4. The gearbox rotor dismounting combination device according to claim 1, characterized in that the bottom of the claw (4) is bent to form a hook (41), and the hook (41) is bent towards the inner side of the manipulator so as to hook the motor rotor; a clamping groove (42) is formed on the inner side of the clamping hook (41).

5. A gearbox rotor disassembly and assembly combination according to claim 1, characterized in that a rotor positioning pin (62) is arranged at a middle position on the supporting beam (6), and the rotor positioning pin (62) is used for offsetting the repulsive force between the stator and the rotor; and two ends of the supporting beam (6) are respectively provided with a positioning pin sleeve (61), and the positioning pin sleeves (61) are used for being positioned on a shell of the gearbox.
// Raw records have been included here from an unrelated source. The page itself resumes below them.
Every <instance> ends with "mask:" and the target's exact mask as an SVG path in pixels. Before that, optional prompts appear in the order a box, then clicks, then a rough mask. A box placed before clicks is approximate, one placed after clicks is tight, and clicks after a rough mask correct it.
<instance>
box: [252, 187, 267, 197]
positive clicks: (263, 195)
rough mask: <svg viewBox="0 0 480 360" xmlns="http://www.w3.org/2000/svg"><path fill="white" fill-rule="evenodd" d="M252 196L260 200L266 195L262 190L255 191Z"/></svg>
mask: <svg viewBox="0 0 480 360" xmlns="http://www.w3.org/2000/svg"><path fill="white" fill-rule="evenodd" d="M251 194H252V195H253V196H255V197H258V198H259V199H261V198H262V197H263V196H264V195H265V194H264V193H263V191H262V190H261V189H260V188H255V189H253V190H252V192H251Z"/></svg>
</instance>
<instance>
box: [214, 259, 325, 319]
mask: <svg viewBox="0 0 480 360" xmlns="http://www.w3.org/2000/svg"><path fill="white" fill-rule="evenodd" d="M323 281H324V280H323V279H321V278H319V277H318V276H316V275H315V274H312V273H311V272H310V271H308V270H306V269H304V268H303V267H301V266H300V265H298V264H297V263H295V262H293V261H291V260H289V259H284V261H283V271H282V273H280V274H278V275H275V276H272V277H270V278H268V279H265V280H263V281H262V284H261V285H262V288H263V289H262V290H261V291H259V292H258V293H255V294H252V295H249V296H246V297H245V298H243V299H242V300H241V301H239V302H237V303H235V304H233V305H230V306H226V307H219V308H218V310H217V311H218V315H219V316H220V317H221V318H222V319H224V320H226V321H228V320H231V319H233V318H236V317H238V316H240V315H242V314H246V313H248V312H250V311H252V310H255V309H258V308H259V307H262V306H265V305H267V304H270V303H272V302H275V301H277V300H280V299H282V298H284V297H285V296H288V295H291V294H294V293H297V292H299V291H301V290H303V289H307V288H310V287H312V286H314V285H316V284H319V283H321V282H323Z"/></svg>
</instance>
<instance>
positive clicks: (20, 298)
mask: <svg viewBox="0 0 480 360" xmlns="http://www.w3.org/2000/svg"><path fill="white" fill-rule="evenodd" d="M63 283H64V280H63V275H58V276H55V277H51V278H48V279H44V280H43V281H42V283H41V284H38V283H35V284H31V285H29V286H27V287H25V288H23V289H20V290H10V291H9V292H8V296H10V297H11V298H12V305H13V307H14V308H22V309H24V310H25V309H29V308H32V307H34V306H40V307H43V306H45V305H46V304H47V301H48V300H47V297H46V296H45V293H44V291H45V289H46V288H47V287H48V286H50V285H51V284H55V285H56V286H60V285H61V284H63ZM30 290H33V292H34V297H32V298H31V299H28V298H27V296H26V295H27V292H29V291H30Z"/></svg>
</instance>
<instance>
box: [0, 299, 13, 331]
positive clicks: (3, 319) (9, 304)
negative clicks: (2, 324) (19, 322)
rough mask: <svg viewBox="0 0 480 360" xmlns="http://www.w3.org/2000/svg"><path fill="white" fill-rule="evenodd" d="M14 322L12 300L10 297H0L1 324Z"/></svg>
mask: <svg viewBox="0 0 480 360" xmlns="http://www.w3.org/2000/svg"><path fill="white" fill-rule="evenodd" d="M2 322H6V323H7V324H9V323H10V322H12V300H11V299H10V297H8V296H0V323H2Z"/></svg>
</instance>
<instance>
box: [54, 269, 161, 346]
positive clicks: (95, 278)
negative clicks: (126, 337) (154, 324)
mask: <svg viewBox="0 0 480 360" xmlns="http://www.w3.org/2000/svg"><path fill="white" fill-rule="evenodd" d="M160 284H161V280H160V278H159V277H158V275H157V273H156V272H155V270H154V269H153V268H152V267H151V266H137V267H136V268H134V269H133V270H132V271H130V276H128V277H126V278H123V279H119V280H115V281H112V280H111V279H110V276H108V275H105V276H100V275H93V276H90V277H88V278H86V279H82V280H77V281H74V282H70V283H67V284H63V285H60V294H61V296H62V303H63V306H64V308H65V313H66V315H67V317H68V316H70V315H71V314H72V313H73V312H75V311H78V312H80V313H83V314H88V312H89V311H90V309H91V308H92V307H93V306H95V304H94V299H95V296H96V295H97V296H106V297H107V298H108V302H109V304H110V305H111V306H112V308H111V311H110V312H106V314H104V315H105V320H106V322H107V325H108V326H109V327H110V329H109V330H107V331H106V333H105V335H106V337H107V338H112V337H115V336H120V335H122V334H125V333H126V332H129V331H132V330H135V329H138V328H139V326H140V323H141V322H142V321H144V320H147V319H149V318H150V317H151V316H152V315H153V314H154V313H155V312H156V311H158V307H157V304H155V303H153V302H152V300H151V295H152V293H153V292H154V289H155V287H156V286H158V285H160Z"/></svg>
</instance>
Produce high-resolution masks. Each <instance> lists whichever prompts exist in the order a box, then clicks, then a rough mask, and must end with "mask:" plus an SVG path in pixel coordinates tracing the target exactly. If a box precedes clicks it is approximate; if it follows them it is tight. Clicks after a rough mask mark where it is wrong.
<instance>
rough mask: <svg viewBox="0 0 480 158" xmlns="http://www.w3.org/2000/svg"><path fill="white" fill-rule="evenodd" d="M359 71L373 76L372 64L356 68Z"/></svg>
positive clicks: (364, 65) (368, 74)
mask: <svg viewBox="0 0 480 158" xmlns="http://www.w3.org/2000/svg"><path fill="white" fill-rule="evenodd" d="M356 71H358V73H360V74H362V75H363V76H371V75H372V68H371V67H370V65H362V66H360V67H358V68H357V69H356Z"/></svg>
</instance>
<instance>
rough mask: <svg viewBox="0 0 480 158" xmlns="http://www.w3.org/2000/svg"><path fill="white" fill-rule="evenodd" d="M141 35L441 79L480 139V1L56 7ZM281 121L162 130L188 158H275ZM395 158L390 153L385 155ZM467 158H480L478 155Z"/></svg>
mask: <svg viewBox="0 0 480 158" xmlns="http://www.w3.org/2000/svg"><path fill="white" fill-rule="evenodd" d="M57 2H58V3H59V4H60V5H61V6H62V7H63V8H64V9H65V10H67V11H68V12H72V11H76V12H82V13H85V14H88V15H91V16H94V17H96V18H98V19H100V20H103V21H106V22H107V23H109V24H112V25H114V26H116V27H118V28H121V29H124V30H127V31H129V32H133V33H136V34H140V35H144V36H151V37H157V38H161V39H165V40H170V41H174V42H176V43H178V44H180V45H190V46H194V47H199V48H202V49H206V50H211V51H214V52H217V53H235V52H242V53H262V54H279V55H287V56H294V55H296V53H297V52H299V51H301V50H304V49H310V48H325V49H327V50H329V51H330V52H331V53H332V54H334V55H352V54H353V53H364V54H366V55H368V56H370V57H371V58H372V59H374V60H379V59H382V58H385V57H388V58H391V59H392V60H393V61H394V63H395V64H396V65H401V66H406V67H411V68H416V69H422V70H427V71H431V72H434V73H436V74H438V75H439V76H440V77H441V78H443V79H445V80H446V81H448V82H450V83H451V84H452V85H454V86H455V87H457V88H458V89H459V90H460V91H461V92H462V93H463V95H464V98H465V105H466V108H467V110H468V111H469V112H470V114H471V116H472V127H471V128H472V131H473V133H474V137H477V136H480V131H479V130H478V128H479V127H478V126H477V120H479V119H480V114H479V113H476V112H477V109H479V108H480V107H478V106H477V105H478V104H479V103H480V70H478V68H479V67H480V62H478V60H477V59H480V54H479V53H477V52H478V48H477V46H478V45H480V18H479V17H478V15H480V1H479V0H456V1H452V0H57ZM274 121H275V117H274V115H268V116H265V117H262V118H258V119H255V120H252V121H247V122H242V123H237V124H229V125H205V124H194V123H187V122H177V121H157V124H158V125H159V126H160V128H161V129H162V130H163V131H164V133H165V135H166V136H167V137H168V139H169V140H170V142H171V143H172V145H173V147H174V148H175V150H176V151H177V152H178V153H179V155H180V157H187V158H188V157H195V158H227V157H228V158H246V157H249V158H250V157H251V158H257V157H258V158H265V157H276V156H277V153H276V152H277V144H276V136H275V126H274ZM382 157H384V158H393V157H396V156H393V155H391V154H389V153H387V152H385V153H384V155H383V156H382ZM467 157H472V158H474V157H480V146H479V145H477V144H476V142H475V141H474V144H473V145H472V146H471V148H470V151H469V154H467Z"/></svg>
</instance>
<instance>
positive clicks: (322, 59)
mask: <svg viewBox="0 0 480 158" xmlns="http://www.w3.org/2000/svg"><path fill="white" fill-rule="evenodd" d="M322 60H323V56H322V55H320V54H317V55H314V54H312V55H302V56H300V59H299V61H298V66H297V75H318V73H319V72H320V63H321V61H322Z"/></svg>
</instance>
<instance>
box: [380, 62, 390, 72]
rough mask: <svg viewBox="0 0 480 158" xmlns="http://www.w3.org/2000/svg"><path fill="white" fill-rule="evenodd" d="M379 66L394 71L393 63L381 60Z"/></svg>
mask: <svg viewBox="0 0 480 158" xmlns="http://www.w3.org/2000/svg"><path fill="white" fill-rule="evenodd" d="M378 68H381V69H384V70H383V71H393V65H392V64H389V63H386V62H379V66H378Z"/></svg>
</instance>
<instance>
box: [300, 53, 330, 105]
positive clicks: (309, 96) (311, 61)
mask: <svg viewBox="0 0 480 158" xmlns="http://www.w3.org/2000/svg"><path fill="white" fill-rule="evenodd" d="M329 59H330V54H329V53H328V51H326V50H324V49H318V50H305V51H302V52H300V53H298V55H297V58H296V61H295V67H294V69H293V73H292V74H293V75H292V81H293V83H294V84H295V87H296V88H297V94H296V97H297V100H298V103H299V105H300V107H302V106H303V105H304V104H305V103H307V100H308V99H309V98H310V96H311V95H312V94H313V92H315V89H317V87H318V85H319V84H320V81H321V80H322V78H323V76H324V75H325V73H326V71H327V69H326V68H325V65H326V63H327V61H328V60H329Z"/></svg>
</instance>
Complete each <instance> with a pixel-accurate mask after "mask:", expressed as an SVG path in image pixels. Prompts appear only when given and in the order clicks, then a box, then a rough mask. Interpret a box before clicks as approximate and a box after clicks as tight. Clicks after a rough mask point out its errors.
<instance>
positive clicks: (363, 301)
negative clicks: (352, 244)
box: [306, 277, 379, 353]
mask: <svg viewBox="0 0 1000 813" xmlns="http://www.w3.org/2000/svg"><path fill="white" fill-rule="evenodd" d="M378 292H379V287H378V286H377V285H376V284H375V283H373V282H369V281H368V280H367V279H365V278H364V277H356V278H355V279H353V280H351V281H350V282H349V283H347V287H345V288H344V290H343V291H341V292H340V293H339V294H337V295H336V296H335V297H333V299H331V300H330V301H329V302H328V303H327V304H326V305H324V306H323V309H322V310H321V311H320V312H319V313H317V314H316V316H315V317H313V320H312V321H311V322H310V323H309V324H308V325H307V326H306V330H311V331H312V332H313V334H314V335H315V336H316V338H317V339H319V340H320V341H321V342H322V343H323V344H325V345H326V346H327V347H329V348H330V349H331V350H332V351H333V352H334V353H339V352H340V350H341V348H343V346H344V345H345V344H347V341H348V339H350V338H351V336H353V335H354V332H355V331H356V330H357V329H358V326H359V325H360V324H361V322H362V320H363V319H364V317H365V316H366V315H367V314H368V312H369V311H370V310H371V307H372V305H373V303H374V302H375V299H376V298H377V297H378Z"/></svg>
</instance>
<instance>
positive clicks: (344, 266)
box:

6. The gearbox rotor dismounting and mounting combination device according to claim 1, characterized in that the cylindrical hoop (5) is of a cylindrical structure, and a flanging step (51) is formed outwards on the top of the cylindrical hoop (5).

7. The gearbox rotor dismounting and mounting combination device according to claim 1, characterized in that the adjusting bolt (7) comprises a bolt shank (71), a top hexagon head (72) is arranged at the top of the bolt shank (71), and a bottom hexagon head (73) is arranged at the bottom of the bolt shank (71); the adjusting bolt (7) penetrates through the adjusting bolt mounting hole (3) and the bolt mounting hole (63) through the bottom end of the adjusting bolt and protrudes out of the upper end face of the supporting cross beam (6).